素直にそう言って、いいのか。如月の不安げな表情を見ていると、こっちまで不安になってくる。
「おいおい、まるで、好きじゃないって言って欲しそうだな」
「うん」
冗談めかして言ってみたその言葉を、如月はあっさりと肯定した。
「ユキのことは大好きだけど……」
だけど、という言葉の裏に込められた空気を感じ取り、俺はぎゅっと拳を握った。嬉しい気持ちと不安な気持ちが胸でせめぎあう。次の言葉を聞きたい、そう思う反面怖い。じゃあ、この速くなった胸の鼓動は……緊張か? それとも、興奮なのか?
「わたしは――」
迷ったように一度閉じられた唇が開かれる。俺にはその一連の動作がとてもゆっくりに見えた。
「如月?」
見知らぬ男が、如月の肩に手を置くまでは。
「え?」
男の低い声に如月は振り返り――顔をぱぁっと明るくさせた。
「笹塚さん!」
俺の手を振り払い、さっと男――笹塚の元へ駆け寄る。
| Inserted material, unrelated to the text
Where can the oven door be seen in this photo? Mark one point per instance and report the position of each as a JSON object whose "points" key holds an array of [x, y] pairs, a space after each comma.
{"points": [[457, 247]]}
俺は振り払われた手を呆然と見つめた。如月の微かな体温で暖められていたからか、手のひらに冬の空気の冷たさが余計に染みた。
「何でこんなところにいるんだ?あと、そいつ――」
笹塚が誰だと言うように怪訝な表情で俺を見やる。俺も奴を観察し返した。くたびれたスーツで覆われたしっかりした体。色素の薄い髪、疲れたような眼差し。けれど、隙のない姿勢。こいつ、きっとただの会社員じゃない。
「あ、この人ね、ユキって言うんだよ!」
「ふーん。どんな関係?」
「こいつの彼氏」
如月が口を開く前に公言する。笹塚が驚いたように如月を見た。
「え、まじで?」
「う、うん……?」
「あんたこそ誰だよ」
しどろもどろな如月に助け舟を出す。笹塚はぽりぽりと頭をかき、こいつの保護者の同僚、とだけ答えた。
「あのねあのね、笹塚さんはわたしのお母さんの大親友で、お母さんがいない時、たまにうちに来てくれるんだよ!」
「お母さんがいない時?」
嬉しそうに説明をする如月に聞き返す。
「あんたの母さん、家にいないの?」
「お母さんはお仕事で忙しいの」
当然のことを答えるような表情。そこにはほんの少しだけわざとらしさが混じっていた。普段の彼女には決してないものが。
「だからわたしは一人でおうちにお留守番してるの」
「こいつの保護者はたまにしか家に帰ってこないんだ」
笹塚が補足説明をする。
「だから、忙しい俺の友人の代わりに、俺がたまに様子を見に行ってやってるってわけ」
俺は口を引き結び眉を潜めた。俺の知らないことを彼は知っている。そのことになぜか悔しさを覚えた。
「それで、昨日様子を見に行ってみたら――」
もぬけの殻だった、というわけか。
「どうして昨日いなかったんだ?」
「それは……」
「そんなに怒ることでもないだろ」
庇うように如月の前へ滑り込む。
「友人の娘が彼氏の家に泊っているからってさ」
「なっ……」
笹塚の目が見開かれる。俺は少しだけすかっとした。
「……それって本当?」
「う、うん……」
俺の無言の圧力に気付いたのか、如月が笹塚から目を逸らしつつうなづく。